Transit Administrative Manager Brian Connor said in addition to internal department investigations, the Ocean City Police Department and the city’s Risk Management department also used bus surveillance footage this summer.

“Since the spring we’ve had 42 [video footage] requests from one of the three stakeholders,” he said.

Connor said the bulk of those were from the OCPD Forensics Department.

“We work very closely with them because once we provide the video … that becomes an evidentiary legal packet and there is a chain of custody that must be followed, or it could be thrown out in court,” he said.

Transit Manager Mark Rickards said the 65-bus fleet has eight cameras installed on 35- and 40-foot buses, with 10 on 60-foot articulating buses and para-transit buses having a half dozen.
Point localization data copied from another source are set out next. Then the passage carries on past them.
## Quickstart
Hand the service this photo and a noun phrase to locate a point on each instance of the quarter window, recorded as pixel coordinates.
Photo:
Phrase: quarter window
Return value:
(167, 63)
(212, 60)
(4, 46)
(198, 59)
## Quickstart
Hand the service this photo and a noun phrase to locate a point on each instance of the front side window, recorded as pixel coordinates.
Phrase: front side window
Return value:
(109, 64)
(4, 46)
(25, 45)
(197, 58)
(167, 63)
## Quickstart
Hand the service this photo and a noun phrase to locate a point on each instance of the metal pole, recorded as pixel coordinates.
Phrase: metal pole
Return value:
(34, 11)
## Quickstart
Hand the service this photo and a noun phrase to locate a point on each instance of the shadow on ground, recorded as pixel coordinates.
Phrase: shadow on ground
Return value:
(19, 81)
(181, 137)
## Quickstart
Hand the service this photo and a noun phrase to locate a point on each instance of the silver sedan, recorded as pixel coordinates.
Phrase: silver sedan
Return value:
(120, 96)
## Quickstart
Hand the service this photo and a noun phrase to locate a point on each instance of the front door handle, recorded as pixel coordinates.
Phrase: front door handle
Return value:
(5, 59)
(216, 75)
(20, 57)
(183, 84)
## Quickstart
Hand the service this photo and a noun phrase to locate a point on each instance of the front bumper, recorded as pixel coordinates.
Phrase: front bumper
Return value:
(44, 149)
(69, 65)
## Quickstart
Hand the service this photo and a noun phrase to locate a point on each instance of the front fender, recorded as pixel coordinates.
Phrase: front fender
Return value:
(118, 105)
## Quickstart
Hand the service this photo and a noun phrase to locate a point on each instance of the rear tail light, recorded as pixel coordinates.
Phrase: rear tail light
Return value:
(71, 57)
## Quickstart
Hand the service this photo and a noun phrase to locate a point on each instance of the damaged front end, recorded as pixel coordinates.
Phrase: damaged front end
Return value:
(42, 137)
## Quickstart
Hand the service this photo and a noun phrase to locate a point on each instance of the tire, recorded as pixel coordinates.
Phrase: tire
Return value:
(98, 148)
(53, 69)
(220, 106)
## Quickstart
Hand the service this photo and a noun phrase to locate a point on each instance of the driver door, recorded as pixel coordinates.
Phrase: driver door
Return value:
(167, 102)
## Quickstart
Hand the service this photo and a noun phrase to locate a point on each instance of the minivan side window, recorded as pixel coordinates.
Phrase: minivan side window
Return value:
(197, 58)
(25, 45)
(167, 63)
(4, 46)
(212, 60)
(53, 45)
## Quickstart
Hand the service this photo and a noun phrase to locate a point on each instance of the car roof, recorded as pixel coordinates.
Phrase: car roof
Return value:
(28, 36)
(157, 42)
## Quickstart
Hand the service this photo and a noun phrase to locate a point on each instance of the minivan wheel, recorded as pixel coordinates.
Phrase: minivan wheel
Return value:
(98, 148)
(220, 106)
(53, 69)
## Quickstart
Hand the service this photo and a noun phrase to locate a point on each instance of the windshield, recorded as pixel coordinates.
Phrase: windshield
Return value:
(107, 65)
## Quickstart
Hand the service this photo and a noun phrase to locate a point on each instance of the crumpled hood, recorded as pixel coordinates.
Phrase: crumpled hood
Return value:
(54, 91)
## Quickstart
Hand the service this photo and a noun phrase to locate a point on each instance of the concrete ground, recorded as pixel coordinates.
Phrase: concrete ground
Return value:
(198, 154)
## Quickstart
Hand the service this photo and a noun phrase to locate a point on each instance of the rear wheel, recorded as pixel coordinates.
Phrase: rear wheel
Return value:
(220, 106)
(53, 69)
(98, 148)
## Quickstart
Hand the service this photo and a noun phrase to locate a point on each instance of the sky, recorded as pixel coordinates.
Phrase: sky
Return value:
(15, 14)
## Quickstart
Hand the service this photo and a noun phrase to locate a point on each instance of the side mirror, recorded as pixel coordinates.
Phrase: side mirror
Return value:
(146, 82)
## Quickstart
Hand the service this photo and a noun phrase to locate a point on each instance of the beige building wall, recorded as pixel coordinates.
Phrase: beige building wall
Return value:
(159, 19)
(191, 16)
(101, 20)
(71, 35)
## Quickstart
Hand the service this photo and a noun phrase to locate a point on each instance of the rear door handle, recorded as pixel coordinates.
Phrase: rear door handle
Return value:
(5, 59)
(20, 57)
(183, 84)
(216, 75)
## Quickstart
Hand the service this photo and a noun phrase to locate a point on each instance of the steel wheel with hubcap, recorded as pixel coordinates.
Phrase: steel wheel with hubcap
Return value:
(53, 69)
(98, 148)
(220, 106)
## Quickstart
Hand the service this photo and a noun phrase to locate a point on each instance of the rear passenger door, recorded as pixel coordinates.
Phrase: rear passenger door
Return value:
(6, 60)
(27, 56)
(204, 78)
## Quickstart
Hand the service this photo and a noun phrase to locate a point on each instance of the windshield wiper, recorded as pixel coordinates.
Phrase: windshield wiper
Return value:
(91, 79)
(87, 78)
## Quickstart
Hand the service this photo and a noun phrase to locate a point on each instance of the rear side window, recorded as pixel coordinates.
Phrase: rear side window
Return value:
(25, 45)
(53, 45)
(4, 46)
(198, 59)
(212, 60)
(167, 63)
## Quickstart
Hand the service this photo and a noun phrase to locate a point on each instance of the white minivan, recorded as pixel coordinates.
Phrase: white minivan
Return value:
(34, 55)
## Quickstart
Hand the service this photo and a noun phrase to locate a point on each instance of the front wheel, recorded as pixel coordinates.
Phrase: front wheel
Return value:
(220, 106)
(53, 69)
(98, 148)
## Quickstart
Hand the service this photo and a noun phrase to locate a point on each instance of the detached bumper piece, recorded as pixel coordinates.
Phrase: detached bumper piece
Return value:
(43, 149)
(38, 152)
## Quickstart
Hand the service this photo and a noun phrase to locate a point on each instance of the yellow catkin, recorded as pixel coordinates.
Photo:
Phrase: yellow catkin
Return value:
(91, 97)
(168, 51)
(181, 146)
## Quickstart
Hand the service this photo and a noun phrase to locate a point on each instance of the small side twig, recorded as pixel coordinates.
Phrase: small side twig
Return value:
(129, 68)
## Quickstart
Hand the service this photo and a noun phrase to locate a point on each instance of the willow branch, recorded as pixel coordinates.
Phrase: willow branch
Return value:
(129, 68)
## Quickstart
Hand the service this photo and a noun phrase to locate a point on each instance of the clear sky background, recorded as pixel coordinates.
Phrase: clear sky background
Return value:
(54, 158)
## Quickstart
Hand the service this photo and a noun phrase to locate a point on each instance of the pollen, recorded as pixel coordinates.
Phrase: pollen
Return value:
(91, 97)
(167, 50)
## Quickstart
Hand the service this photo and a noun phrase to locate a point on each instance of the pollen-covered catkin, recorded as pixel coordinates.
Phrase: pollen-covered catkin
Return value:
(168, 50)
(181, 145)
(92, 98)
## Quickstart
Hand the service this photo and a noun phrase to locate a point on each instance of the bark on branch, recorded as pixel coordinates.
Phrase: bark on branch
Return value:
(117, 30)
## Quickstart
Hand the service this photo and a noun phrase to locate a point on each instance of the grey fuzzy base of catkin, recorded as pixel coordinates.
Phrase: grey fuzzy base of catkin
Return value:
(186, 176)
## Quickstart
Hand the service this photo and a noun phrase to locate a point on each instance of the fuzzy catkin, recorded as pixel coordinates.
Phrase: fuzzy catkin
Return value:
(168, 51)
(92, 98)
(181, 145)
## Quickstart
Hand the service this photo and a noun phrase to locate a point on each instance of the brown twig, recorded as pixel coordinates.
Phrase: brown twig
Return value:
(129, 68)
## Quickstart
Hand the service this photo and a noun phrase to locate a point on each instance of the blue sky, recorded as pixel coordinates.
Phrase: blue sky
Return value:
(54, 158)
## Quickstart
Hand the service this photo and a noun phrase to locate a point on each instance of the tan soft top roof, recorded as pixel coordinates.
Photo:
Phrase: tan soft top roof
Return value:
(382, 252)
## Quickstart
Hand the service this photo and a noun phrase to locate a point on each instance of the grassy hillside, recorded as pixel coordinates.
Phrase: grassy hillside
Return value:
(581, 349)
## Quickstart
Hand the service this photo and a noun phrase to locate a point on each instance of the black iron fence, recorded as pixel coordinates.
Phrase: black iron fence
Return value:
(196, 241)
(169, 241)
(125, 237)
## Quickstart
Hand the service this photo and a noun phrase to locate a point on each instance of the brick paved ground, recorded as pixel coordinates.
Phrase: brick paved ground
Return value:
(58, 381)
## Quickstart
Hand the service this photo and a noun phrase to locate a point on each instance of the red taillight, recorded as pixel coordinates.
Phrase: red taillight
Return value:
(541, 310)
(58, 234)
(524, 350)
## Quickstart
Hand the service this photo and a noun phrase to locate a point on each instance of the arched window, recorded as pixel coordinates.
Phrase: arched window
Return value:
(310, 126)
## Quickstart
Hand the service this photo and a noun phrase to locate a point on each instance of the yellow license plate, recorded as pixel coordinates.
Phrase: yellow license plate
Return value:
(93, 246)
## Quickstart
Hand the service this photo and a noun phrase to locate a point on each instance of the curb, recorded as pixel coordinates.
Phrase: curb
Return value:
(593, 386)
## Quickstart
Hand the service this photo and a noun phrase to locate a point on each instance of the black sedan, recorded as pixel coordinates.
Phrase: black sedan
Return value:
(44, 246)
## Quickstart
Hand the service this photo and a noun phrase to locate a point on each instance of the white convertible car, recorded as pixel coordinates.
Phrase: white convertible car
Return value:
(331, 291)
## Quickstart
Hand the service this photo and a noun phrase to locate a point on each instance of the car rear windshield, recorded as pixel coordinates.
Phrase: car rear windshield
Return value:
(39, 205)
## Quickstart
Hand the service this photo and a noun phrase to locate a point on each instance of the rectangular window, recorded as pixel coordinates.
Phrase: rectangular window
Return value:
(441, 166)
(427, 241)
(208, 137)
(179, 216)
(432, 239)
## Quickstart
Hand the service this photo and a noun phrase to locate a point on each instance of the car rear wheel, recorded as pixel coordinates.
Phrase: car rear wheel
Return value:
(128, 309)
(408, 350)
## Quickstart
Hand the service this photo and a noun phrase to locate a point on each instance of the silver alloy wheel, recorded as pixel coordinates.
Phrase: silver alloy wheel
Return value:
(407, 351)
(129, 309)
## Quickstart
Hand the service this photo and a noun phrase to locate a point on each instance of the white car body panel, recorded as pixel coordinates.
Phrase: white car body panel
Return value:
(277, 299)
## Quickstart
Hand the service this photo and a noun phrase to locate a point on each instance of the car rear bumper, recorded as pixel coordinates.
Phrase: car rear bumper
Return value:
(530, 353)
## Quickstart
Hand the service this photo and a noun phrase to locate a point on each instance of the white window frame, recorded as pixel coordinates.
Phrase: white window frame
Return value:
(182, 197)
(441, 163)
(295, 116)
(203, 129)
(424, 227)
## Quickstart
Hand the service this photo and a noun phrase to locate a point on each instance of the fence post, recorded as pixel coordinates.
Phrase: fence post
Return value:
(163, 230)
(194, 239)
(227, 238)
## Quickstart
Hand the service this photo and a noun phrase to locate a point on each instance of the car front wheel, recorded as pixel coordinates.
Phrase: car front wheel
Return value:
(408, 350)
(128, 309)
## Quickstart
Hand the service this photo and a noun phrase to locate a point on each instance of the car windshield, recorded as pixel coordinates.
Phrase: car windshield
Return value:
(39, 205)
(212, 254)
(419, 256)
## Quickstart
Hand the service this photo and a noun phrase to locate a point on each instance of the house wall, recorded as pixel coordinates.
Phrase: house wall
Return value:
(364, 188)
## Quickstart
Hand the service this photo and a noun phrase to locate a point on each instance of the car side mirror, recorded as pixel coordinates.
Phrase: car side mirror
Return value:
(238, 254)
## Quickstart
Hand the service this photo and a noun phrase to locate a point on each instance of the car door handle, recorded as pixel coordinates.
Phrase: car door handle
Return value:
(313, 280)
All vehicles also have four cameras for exterior views.

“We have the whole exterior covered,” he said. “One looking front, one looking down each side and also one looking out the back.”

Capturing footage outside transit buses can prove useful on a number of fronts, Rickards said.

“When there is an accident or … collision where a car hits a bus, we can go back and look at that and determine liability or fault,” he said.

In other cases, exterior footage captures criminal activities, Rickards said. 

“If there is a crime that supposedly happens, and the bus is going by at that time, the police can request that video,” he said. “The neat thing about these videos is you can pinpoint, slow them down, plus look at various speeds [and] angles.”

OCPD Public Affairs Officer Lindsay Richard said, in a similar fashion to private property owners’ surveillance systems, her department requests permission to use footage for investigative purposes.

Connor said bus surveillance footage proved useful in assisting police to identify and capture criminal suspects this summer.

“The feedback from the police department was … the clarity and quality of these images is awesome,” he said.

The new video system also helps address passenger complaints regarding drivers, Rickards said.

“Most times the complaints are found not to be valid,” he said. “The videos are very helpful in determining driver discipline and we couldn’t do that before.”

Reviewing incident footage also helps with driver training and retention, Rickards said.

“It’s hard to argue your own actions on the film,” he said.

Connor said in the most egregious cases, unruly passengers have assaulted drivers.

“This makes it incredibly easier for us to identify the perpetrator and under what circumstances this occurred,” he said.

The system also captures audio, which Connor said proved useful this spring after a passenger had a heated exchange with a transit driver. 

“If you didn’t have audio, you would just think this is getting a little heated,” he said. “Once you heard the words … it took it to a completely different level where it was illegal.”

Now able to decipher the precise language used, which included threats of bodily harm, Connor said accurate blame was assigned.

“It made clear sense we were not at fault and yet this person was complaining we had done something wrong,” he said. “It’s funny how people remember what they remember.”

Other camera system perks include recording bus speeds and physical locations, Rickards said.

“The driver has a view [screen] up in the visor and they can select a live shot,” he said. “With this you can see what’s going on all the way in the back.”

Rickards also noted, unlike the City Watch system on the Boardwalk which are monitored live, bus cameras are intended to enhance public safety in response to reported incidents.

“They’re safe because something is watching but we’re not watching in real time,” he said.